North America - Production Outage

Incident Report for Shibumi

Postmortem

Issue Summary

  • During scheduled patching by AWS, the managed Kafka cluster experienced rolling restarts across its three service brokers.
  • A critical Shibumi service requires all three service brokers to be available, which caused intermittent service unavailability as each service was patched and rebooted.

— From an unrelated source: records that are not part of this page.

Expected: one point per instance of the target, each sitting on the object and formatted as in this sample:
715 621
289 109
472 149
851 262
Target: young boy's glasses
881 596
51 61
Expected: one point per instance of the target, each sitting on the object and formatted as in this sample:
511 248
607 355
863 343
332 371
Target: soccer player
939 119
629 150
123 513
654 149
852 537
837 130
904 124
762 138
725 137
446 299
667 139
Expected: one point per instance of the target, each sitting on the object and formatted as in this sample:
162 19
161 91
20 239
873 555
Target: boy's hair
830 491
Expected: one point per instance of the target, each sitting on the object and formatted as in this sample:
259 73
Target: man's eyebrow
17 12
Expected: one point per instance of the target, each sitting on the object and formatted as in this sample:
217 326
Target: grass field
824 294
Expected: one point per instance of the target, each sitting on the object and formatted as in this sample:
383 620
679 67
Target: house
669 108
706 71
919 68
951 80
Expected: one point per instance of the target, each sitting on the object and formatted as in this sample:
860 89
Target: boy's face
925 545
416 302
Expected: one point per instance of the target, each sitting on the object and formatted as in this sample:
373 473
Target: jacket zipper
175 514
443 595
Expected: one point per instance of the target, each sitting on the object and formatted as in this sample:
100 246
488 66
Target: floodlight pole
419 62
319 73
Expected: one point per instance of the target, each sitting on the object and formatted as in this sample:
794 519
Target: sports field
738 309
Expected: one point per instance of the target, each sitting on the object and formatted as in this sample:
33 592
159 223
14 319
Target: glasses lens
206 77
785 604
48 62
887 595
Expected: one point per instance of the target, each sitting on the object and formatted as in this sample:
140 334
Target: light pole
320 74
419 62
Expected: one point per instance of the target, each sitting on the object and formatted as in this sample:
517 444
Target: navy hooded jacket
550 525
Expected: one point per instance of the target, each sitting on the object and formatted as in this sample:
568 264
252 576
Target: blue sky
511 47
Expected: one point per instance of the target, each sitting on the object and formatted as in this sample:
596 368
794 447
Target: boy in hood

Immediate Resolution and Recovery

  • A temporary configuration change was applied to help restore service stability during the AWS maintenance.
  • Full availability was confirmed once all service brokers completed their restart sequence.

Preventive Measures

  • A hotfix for the affected critical service will be implemented to improve fault tolerance, allowing the service to operate when one of the Kafka service brokers is unavailable.
Posted Oct 21, 2025 - 18:50 UTC

Resolved

This incident has been resolved.
Posted Oct 21, 2025 - 18:00 UTC

Monitoring

A fix has been implemented and we are monitoring the results.
Posted Oct 21, 2025 - 18:00 UTC

Identified

The cause of the issue has been identified and we are working with our Cloud Vendor to remediate.
Posted Oct 21, 2025 - 17:46 UTC

Investigating

We are currently looking into sporadic outage with the Shibumi platform.
Posted Oct 21, 2025 - 17:38 UTC
This incident affected: North America (APP).